Category Archives: Social Commentary

Ah, An Explanation…

I haven’t seen the movie (and have no intention to, based on anything I’ve read about it) but apparently it isn’t about gay cowboys, but rather, it’s about gay sheepboys. That actually makes more sense (and I’ll grant a lot of credibility to the take, given that it’s a lesbian source). They’ll put it in anything…

[Wednesday morning update]

Mickey Kaus explains to the apparently clueless why many of us are uninterested in seeing the movie:

My wild hypothesis is that more people will go see a movie if it features an actor or actress they find attractive! If heterosexual men in heartland America don’t flock to see Brokeback Mountain it’s not because they’re bigoted. It’s because they’re heterosexual. “Heterosexuals Attracted to Members of the Opposite Sex“–for those cultural critics wondering what a commercial disappointment for this much-heralded movie will Tell Us About America Today, there’s your headline…

No Thanks

No matter how much the media and the glitteratti want me to, I simply cannot muster up the will to even contemplate, let alone actually drag my weary carcass to a movie theatre, to watch a love story about gay cowboys.
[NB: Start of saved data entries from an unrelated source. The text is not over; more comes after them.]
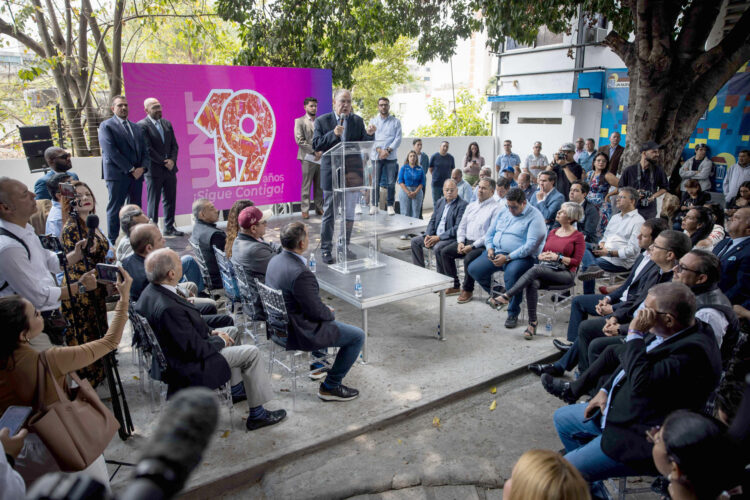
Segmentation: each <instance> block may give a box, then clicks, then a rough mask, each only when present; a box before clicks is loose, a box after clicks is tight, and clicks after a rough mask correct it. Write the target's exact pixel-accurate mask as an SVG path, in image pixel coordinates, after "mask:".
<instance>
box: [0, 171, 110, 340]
mask: <svg viewBox="0 0 750 500" xmlns="http://www.w3.org/2000/svg"><path fill="white" fill-rule="evenodd" d="M36 211H37V206H36V201H35V195H34V193H33V192H31V191H29V189H28V188H27V187H26V185H24V184H23V183H21V182H19V181H17V180H15V179H11V178H9V177H0V297H4V296H8V295H14V294H17V295H20V296H21V297H23V298H25V299H26V300H28V301H29V302H31V305H33V306H34V307H35V308H36V309H37V310H39V311H40V312H41V315H42V317H43V318H44V321H45V328H44V332H45V334H42V335H40V336H38V337H36V338H35V339H34V340H33V341H32V342H31V345H32V346H33V347H35V348H37V349H38V350H40V351H41V350H44V349H46V348H48V347H50V346H51V345H52V344H51V343H50V341H52V342H54V343H56V344H58V345H61V344H62V343H63V340H64V339H63V332H64V330H65V328H66V321H65V319H64V318H63V317H62V315H61V314H60V310H59V309H60V301H61V300H66V299H68V298H69V297H70V295H71V294H72V295H74V296H75V295H79V294H83V293H85V291H86V290H94V289H95V288H96V287H97V284H96V277H95V275H94V271H93V270H92V271H89V272H86V273H83V274H81V275H80V276H79V277H78V281H76V282H72V281H68V283H69V285H66V286H63V287H60V286H59V285H58V284H57V282H56V281H55V278H54V274H56V273H59V272H61V271H62V269H61V267H60V259H65V260H66V261H67V263H68V264H69V265H75V264H76V263H78V262H80V261H81V259H83V250H84V247H85V245H86V240H85V239H79V240H78V241H77V243H75V244H74V245H72V248H71V249H70V250H69V253H68V254H67V255H65V254H63V253H60V254H59V255H55V253H54V252H51V251H49V250H45V249H44V248H43V247H42V244H41V242H40V241H39V238H38V237H37V235H36V233H35V232H34V228H33V227H32V226H31V224H29V218H30V217H31V216H32V215H33V214H34V213H35V212H36Z"/></svg>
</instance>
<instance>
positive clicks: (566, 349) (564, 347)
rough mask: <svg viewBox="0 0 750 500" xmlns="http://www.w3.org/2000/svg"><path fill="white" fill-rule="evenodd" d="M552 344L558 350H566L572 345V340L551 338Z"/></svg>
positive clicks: (569, 349)
mask: <svg viewBox="0 0 750 500" xmlns="http://www.w3.org/2000/svg"><path fill="white" fill-rule="evenodd" d="M552 345H553V346H555V347H556V348H557V350H558V351H560V352H568V351H569V350H570V348H571V347H573V343H572V342H563V341H562V340H560V339H552Z"/></svg>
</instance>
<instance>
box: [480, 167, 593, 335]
mask: <svg viewBox="0 0 750 500" xmlns="http://www.w3.org/2000/svg"><path fill="white" fill-rule="evenodd" d="M544 173H545V172H542V173H541V174H540V177H542V178H543V177H544ZM581 217H583V207H581V205H579V204H578V203H574V202H569V201H568V202H565V203H563V204H562V206H561V207H560V210H558V211H557V217H555V221H556V223H557V224H558V225H559V226H560V227H558V228H557V229H553V230H552V231H550V233H549V234H548V235H547V241H546V243H545V244H544V249H543V250H542V253H541V254H539V257H538V258H539V261H540V262H539V264H535V265H534V266H533V267H532V268H531V269H529V270H528V271H526V272H525V273H524V274H523V276H521V277H520V278H519V279H518V281H516V283H515V284H514V285H513V286H512V287H511V288H509V289H508V290H507V291H506V292H505V293H502V294H500V296H499V297H497V299H495V300H497V302H499V303H501V304H508V303H509V302H510V299H511V298H512V297H515V296H516V295H521V294H522V293H523V292H524V291H526V306H527V307H528V312H529V326H528V327H527V328H526V331H525V332H524V334H523V336H524V338H525V339H526V340H531V339H532V338H533V337H534V335H536V327H537V325H538V322H537V316H536V308H537V302H538V301H539V289H540V288H545V287H548V286H552V285H554V286H562V285H569V286H571V287H573V286H575V275H576V271H577V270H578V266H579V265H580V263H581V259H582V258H583V252H584V250H585V249H586V241H585V239H584V237H583V234H582V233H581V232H579V231H578V230H577V229H576V228H575V226H574V224H575V223H577V222H578V220H580V219H581Z"/></svg>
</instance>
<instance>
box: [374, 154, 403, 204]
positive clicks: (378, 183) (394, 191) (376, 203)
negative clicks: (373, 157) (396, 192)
mask: <svg viewBox="0 0 750 500" xmlns="http://www.w3.org/2000/svg"><path fill="white" fill-rule="evenodd" d="M375 169H376V172H377V174H376V175H377V176H378V186H380V187H384V188H387V189H388V198H387V200H386V202H387V206H389V207H392V206H393V205H394V203H395V202H396V179H397V178H398V161H396V160H377V161H376V162H375ZM379 204H380V189H376V190H375V205H379Z"/></svg>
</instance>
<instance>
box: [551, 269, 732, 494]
mask: <svg viewBox="0 0 750 500" xmlns="http://www.w3.org/2000/svg"><path fill="white" fill-rule="evenodd" d="M644 304H645V307H644V308H643V309H642V310H640V311H639V312H638V315H637V316H636V317H635V318H633V320H632V321H631V322H630V326H629V329H628V336H627V340H626V343H625V345H624V346H621V349H620V350H619V357H618V356H612V355H610V356H606V357H605V356H601V357H600V358H599V359H598V360H597V362H596V363H595V364H594V365H592V366H591V368H590V370H587V371H586V372H584V373H583V374H582V375H581V377H580V378H579V380H578V381H576V382H573V383H571V384H570V386H573V385H574V384H575V390H576V391H578V394H584V393H585V392H587V391H588V390H589V389H590V388H591V387H588V386H591V385H592V384H596V382H597V381H598V379H599V377H598V375H599V373H597V372H596V371H597V370H601V371H603V372H604V373H613V375H611V376H610V377H609V379H608V380H607V382H606V383H605V384H604V385H603V386H602V387H601V389H600V390H599V392H597V394H596V396H595V397H594V398H593V399H592V400H591V401H590V402H589V403H587V404H586V403H582V404H576V405H570V406H565V407H563V408H560V409H558V410H557V411H556V412H555V416H554V422H555V428H556V429H557V432H558V435H559V436H560V440H561V441H562V442H563V444H564V445H565V450H566V455H565V458H566V459H567V460H568V461H569V462H570V463H571V464H572V465H573V466H574V467H576V468H577V469H578V470H579V471H580V472H581V474H582V475H583V477H584V479H586V480H587V481H589V482H590V483H597V482H599V481H602V480H604V479H607V478H609V477H617V476H630V475H652V474H655V469H654V463H653V459H652V456H651V449H652V445H651V443H649V442H648V441H647V440H646V436H645V433H646V431H647V430H649V429H650V428H651V427H653V426H656V425H661V424H662V422H663V421H664V418H665V417H666V416H667V415H668V414H669V413H671V412H672V411H674V410H677V409H681V408H685V409H690V410H693V411H701V410H702V409H703V407H704V405H705V404H706V400H707V398H708V396H709V394H710V393H711V391H713V389H714V388H715V387H716V384H717V383H718V381H719V376H720V374H721V357H720V355H719V349H718V347H717V345H716V341H715V340H714V336H713V333H712V332H709V331H706V328H708V327H707V325H706V324H705V323H703V322H696V320H695V312H696V302H695V296H694V295H693V292H691V291H690V289H689V288H688V287H687V286H685V285H683V284H682V283H663V284H660V285H657V286H655V287H654V288H653V289H652V290H651V291H650V293H649V294H648V296H647V297H646V300H645V303H644ZM612 351H613V349H608V350H607V351H606V352H608V353H612ZM542 377H543V381H544V379H547V378H551V376H550V375H548V374H545V375H543V376H542ZM556 382H559V380H556ZM593 387H594V388H595V386H593ZM567 389H568V390H570V387H567ZM556 395H558V394H556ZM564 396H565V397H566V399H567V400H568V401H570V400H571V399H572V398H574V397H575V395H571V394H569V393H566V394H564ZM589 417H593V418H591V419H589ZM587 419H588V420H587ZM592 486H594V487H593V488H592V493H593V495H592V496H593V497H594V498H599V497H600V496H601V494H602V493H603V491H602V490H601V489H600V488H602V485H601V484H596V485H592Z"/></svg>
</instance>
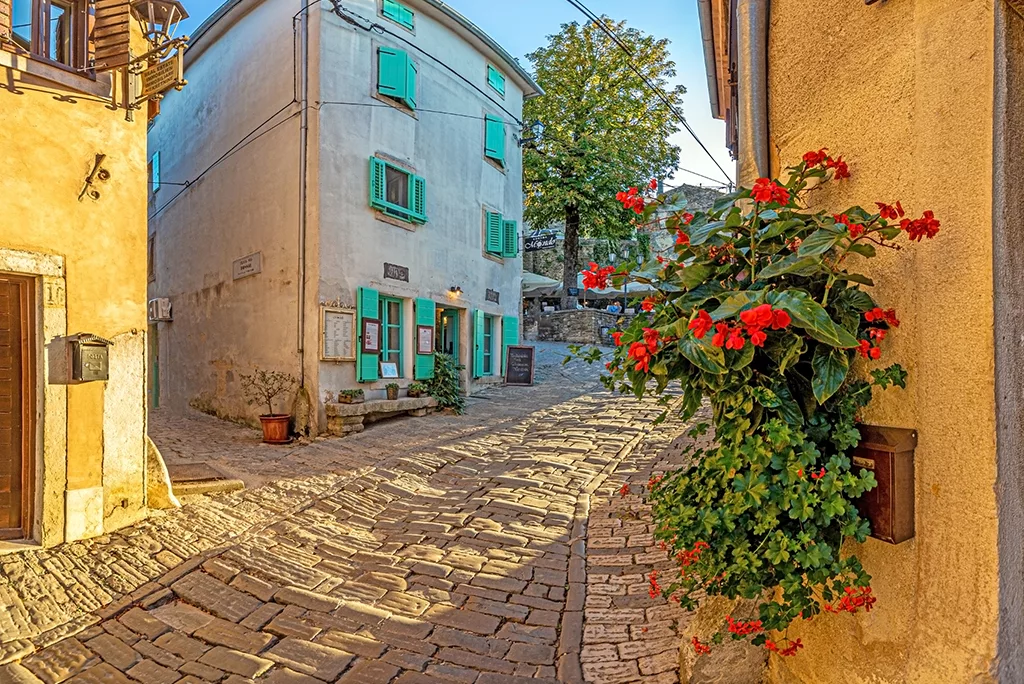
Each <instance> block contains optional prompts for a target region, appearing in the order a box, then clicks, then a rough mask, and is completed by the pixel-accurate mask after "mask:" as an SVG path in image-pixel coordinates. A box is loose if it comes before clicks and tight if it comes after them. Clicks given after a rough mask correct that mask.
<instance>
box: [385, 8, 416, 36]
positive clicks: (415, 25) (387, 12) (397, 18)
mask: <svg viewBox="0 0 1024 684" xmlns="http://www.w3.org/2000/svg"><path fill="white" fill-rule="evenodd" d="M381 14H382V15H383V16H384V17H385V18H388V19H391V20H392V22H394V23H395V24H397V25H398V26H400V27H403V28H406V29H409V30H410V31H412V30H413V29H414V28H416V24H415V22H416V14H415V12H413V10H412V9H410V8H409V7H407V6H406V5H403V4H401V3H400V2H395V0H384V6H383V8H382V10H381Z"/></svg>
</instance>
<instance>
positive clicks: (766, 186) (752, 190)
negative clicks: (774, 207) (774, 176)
mask: <svg viewBox="0 0 1024 684" xmlns="http://www.w3.org/2000/svg"><path fill="white" fill-rule="evenodd" d="M751 197H752V198H754V201H755V202H758V203H761V204H768V203H770V202H776V203H778V204H780V205H786V204H790V191H788V190H786V189H785V188H784V187H782V186H781V185H779V184H778V183H776V182H775V181H774V180H771V179H770V178H758V180H757V182H755V183H754V187H753V188H752V189H751Z"/></svg>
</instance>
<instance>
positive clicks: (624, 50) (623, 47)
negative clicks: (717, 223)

I guess that makes me a homophobe.

Just who is the demo for this flick?

Happy Holidays, Charlie Brown

Tom Purcell writes about a perennial yuletime classic television show that probably couldn’t be made today.

[Update at 8:40 PM EST

Apparently, it was hard to make it even then:

“We told Schulz, ‘Look, you can’t read from the Bible on network television,’ ” Mendelson says. “When we finished the show and watched it, Melendez and I looked at each other and I said, ‘We’ve ruined Charlie Brown.’ ”

Good grief, were they wrong. The first broadcast was watched by almost 50% of the nation’s viewers. “When I started reading the reviews, I was absolutely shocked,” says Melendez, 89. “They actually liked it!”

I have to confess, that I wasn’t a great fan of it, though I did like the Guaraldi soundtrack.

Just A Big Gorilla

Here’s a rave review of Peter Jackson’s latest–a remake of King Kong. I have a confession to make, though:

Jack tells me all children – “at least all boys” – love King Kong.

“He is the king of all the monsters, even better than Godzilla. Kong is stronger and smarter than Godzilla, who’s just a stupid, slimy lizard.”

Sorry, but I was never a big (or even little) King Kong fan. I’ve still never watched the original all the way through. I tried one night a few years ago, and gave up. It simply didn’t hold my interest, either as a boy, or as a man. The prospect of three hours of it, even with new spectacular effects, simply doesn’t motivate me to go to the theater.

Of course, I’ve never been a fan of horror or monster movies in general (I’ve never seen any of the classics–Frankenstein, the Mummy, Dracula–and have no interest in them). Lest my all-American red-blooded male credentials be questioned, though, I do like (or at least did as a youth) the Three Stooges.